Court Opinion

ID: 4682444
Source: CourtListenerOpinion
Date Created: 2021-04-29 17:09:23.272868+00
Date Added: 2024-06-11T08:04:08.374063
License: Public Domain

Villar v New York City Hous. Auth. (2021 NY Slip Op 02505)

Villar v New York City Hous. Auth.

2021 NY Slip Op 02505

Decided on April 27, 2021

Appellate Division, First Department

Published by New York State Law Reporting Bureau pursuant to Judiciary Law § 431.

This opinion is uncorrected and subject to revision before publication in the Official Reports.

Decided and Entered: April 27, 2021

Before: Gische, J.P., Kern, Mazzarelli, Kennedy, JJ. 

Index No. 22235/15E Appeal No. 13667 Case No. 2020-03555 

[*1]Beatrice Villar, Plaintiff-Appellant,
vNew York City Housing Authority, Defendant-Respondent.

Law Office of Ryan S. Goldstein, PLLC, Bronx (Ryan S. Goldstein of counsel), for appellant.
Wilson, Elser, Moskowitz, Edelman & Dicker LLP, New York (Patrick J. Lawless of counsel), for respondent.
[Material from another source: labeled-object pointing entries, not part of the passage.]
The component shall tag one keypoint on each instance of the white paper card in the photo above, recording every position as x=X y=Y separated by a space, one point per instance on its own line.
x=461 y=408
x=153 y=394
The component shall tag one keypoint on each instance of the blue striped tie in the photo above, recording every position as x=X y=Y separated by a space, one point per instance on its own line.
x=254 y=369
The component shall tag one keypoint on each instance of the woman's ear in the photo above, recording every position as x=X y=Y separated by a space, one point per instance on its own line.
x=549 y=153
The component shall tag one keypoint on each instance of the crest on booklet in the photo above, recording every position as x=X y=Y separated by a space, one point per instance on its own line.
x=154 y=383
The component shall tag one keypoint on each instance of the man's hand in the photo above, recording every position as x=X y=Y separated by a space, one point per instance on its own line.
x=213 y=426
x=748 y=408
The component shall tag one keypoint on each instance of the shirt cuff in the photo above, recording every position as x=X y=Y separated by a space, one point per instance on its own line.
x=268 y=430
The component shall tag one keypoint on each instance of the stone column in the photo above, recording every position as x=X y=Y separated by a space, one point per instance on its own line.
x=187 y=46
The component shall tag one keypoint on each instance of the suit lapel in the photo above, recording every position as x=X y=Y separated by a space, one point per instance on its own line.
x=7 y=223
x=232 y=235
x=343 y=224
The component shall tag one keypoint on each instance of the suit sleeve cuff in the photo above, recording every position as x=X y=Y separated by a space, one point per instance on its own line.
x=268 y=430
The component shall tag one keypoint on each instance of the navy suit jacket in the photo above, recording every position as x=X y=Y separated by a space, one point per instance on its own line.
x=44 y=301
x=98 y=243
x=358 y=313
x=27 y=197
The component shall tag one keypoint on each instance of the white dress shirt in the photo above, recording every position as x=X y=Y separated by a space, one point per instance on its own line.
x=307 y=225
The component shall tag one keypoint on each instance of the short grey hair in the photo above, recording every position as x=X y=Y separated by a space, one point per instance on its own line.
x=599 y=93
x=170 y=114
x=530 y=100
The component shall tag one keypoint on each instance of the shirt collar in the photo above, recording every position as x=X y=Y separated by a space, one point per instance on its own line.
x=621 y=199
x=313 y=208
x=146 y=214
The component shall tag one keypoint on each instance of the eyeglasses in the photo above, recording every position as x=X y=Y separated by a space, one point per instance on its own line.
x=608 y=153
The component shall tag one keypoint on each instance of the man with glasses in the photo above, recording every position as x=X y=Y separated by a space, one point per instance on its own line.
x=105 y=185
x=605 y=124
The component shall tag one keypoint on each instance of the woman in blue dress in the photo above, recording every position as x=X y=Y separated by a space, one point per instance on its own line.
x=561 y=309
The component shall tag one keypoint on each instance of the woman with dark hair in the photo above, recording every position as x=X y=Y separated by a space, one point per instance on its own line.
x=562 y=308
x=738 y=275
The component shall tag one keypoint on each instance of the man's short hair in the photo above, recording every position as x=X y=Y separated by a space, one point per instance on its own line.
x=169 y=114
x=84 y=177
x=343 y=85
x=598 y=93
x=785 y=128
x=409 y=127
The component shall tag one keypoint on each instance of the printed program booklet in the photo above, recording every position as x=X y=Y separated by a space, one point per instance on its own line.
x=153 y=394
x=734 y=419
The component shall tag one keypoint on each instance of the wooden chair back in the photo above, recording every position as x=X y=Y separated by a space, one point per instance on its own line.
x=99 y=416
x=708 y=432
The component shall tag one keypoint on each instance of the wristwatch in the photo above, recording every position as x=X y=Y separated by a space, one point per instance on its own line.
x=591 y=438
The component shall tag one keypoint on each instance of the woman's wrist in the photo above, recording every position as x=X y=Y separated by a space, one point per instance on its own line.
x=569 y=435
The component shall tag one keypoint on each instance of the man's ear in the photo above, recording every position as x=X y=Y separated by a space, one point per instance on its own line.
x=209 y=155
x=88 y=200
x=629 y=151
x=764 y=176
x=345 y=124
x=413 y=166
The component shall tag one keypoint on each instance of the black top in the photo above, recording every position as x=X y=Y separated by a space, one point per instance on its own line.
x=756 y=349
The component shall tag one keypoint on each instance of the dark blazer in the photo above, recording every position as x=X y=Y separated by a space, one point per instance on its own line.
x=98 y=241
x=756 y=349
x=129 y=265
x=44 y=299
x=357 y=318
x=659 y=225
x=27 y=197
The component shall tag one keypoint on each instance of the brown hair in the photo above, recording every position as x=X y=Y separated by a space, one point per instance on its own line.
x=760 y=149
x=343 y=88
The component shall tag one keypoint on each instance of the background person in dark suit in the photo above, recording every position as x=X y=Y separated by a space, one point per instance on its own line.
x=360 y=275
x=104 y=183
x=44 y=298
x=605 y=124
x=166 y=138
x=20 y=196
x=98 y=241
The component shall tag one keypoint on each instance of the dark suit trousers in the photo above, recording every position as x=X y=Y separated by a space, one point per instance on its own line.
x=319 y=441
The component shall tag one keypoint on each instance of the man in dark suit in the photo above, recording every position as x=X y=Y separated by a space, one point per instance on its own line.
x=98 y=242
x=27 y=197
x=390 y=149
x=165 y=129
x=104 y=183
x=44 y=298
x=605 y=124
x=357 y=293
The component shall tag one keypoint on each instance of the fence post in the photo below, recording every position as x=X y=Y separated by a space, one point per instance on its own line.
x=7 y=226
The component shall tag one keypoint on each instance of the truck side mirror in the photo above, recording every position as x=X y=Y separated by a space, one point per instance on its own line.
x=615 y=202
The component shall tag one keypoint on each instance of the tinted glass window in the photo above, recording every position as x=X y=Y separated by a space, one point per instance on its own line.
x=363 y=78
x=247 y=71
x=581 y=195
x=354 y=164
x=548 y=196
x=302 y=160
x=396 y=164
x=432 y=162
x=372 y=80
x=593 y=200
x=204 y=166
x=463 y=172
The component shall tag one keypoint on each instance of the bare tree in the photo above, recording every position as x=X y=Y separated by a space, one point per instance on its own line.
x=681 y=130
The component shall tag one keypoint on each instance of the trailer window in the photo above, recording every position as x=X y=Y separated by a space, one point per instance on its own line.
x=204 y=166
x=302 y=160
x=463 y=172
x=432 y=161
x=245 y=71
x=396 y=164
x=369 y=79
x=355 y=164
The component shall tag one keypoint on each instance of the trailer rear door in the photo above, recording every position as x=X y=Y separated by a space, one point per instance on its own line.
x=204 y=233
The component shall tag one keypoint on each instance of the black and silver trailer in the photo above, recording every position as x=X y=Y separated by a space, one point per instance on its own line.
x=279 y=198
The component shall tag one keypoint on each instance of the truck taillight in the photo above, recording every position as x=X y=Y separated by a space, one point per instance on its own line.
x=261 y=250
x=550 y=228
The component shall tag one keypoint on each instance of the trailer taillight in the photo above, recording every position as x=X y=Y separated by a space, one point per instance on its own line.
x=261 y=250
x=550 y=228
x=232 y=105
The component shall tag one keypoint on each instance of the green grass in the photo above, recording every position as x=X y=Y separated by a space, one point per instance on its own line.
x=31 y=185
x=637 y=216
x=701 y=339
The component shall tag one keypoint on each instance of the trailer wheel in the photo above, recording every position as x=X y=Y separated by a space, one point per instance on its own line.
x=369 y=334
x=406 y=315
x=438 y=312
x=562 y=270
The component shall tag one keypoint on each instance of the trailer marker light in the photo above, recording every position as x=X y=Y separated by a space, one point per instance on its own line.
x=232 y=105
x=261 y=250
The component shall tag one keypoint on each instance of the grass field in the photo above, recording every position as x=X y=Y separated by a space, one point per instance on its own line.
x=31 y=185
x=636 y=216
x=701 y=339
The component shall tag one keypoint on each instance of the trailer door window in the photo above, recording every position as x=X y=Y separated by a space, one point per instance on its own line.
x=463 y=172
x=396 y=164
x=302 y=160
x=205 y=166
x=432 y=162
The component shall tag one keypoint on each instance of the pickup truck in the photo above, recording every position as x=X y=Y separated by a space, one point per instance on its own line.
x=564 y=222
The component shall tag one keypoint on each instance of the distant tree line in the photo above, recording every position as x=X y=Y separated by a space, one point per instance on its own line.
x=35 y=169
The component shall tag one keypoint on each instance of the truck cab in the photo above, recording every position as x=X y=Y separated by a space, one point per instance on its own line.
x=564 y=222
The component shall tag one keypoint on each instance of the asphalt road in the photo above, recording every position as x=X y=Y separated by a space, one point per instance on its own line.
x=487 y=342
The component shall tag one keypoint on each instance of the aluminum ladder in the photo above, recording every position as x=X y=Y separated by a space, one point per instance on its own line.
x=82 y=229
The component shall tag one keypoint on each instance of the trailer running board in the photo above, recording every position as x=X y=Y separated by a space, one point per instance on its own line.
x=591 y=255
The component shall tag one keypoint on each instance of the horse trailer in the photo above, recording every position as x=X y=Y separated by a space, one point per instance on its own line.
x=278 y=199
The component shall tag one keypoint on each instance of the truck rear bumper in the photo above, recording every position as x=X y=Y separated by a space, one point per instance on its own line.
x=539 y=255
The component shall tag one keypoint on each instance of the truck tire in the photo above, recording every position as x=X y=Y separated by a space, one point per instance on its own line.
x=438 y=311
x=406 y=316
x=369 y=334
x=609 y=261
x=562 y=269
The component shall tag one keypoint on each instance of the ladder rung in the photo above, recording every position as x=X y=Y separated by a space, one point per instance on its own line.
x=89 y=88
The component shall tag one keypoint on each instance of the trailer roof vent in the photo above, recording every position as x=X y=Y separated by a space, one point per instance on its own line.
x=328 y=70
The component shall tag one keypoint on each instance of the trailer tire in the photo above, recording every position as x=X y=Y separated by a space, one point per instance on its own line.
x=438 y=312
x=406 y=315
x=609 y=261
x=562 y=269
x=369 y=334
Order, Supreme Court, Bronx County (Llinet M. Rosado, J.), entered July 27, 2020, which granted defendant's motion for summary judgment dismissing the complaint, unanimously affirmed, without costs.
Defendant established prima facie that the complaint should be dismissed by showing that it had no actual or constructive notice of the wet condition of the stairs that plaintiff alleges caused her to slip and fall (see Frederick v New York City Hous. Auth., 172 AD3d 545 [1st Dept 2019]; Manderson v Phipps Houses Servs., Inc., 173 AD3d 459 [1st Dept 2019]). Defendant submitted testimony by the supervisor of its building caretakers, evidence of the janitorial cleaning schedules for the building, and an affidavit by the building's caretaker that she fulfilled her regularly scheduled cleaning duties in the late afternoon of the day before plaintiff's accident, as well as the morning of the accident at about the time of the accident, that during each inspection she found the staircase clean, dry, and free of debris, and that otherwise she would have immediately addressed any dangerous condition she observed.
In opposition, plaintiff failed to raise an issue of fact via her expert opinion, prepared four years after the commencement of the action, which introduced new theories of liability notwithstanding her testimony that she believed that the alleged water hazard was the sole cause of the accident (see e.g. Nicholas v New York City Hous. Auth., 65 AD3d 925, 926-927 [1st Dept 2009]). Even if the stairs were otherwise defective as plaintiff's expert contends, defendants would still be entitled to summary judgment, because there is no evidence that these defects contributed to plaintiff's accident (see Sheehan v City of New York, 40 NY2d 496, 501 [1976]).
THIS CONSTITUTES THE DECISION AND ORDER OF THE SUPREME COURT, APPELLATE DIVISION, FIRST DEPARTMENT.